Psalm 27: 5-7 reminds us that joy is not dependent on our circumstances when it says, “For in the day of trouble he will keep me safe in his dwelling; he will hide me in the shelter of his sacred tent and set me high upon a rock. Then my head will be exalted above the enemies who surround me;at his sacred tent, I will sacrifice with shouts of joy; I will sing and make music to the Lord. Hear my voice when I call, Lord; be merciful to me and answer me.”

When we we’re struggling financially, we can know the joy of God’s provision. When we’re struggling relationally, we can find joy in God as the everlasting friend and father. People around us can also spread God’s joy through their words, actions, prayers or even a smile.

Sometimes, when I don’t feel there’s much to be happy about, let alone joyful about, God will drop a a little sweet something on my path for that day and I will remember that He is with me, and He is in control. As the giver of joy He can replenish us over and over again without ever becoming empty. And His presences provides yet another reason we can always be joyful! With Him before us, behind us, and walking with us, we can’t help exuding His joy!
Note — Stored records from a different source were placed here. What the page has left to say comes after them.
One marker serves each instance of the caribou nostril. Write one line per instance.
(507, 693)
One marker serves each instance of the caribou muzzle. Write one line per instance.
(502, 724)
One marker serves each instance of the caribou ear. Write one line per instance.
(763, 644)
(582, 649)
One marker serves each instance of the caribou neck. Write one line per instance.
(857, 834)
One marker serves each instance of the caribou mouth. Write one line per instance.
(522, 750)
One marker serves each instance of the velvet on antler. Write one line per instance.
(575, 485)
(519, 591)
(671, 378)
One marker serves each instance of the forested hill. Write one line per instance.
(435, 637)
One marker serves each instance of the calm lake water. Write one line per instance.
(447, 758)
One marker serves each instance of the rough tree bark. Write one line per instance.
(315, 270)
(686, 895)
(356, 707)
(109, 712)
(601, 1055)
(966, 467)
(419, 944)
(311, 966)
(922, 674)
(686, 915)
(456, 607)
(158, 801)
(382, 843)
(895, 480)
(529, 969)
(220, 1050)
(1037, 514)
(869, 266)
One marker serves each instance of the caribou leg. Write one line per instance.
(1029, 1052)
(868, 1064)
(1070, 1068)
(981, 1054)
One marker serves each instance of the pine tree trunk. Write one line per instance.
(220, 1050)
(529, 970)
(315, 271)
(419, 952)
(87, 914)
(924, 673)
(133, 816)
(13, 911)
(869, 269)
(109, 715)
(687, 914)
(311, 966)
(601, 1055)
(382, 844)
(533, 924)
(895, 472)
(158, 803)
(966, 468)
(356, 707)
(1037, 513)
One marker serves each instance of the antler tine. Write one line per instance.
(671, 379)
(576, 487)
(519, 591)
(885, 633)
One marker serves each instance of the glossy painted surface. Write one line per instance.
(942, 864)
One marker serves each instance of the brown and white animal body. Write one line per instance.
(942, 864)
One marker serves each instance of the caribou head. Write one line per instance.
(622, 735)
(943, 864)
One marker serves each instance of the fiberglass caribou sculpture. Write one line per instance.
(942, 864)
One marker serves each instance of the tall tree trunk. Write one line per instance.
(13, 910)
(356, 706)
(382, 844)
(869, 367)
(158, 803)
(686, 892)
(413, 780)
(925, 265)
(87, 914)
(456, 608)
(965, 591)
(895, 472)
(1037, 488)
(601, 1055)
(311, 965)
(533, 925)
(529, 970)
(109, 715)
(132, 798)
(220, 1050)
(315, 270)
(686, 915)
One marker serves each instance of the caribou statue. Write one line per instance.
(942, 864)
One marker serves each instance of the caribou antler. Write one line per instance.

Joy also lies in looking past the suffering to what lies ahead: everlasting peace and joy.
Psalm 30:5 says, “For his anger is but for a moment, and his favor for a lifetime. Weeping may tarry for the night, but joy comes with the morning.”

Even when we’re bombarded by hardship on all sides and no hope is in sight, we can still find joy through it all. Indeed, perhaps that is the truest joy of all as it is lasting, not relying on our circumstances. That is the joy worth having.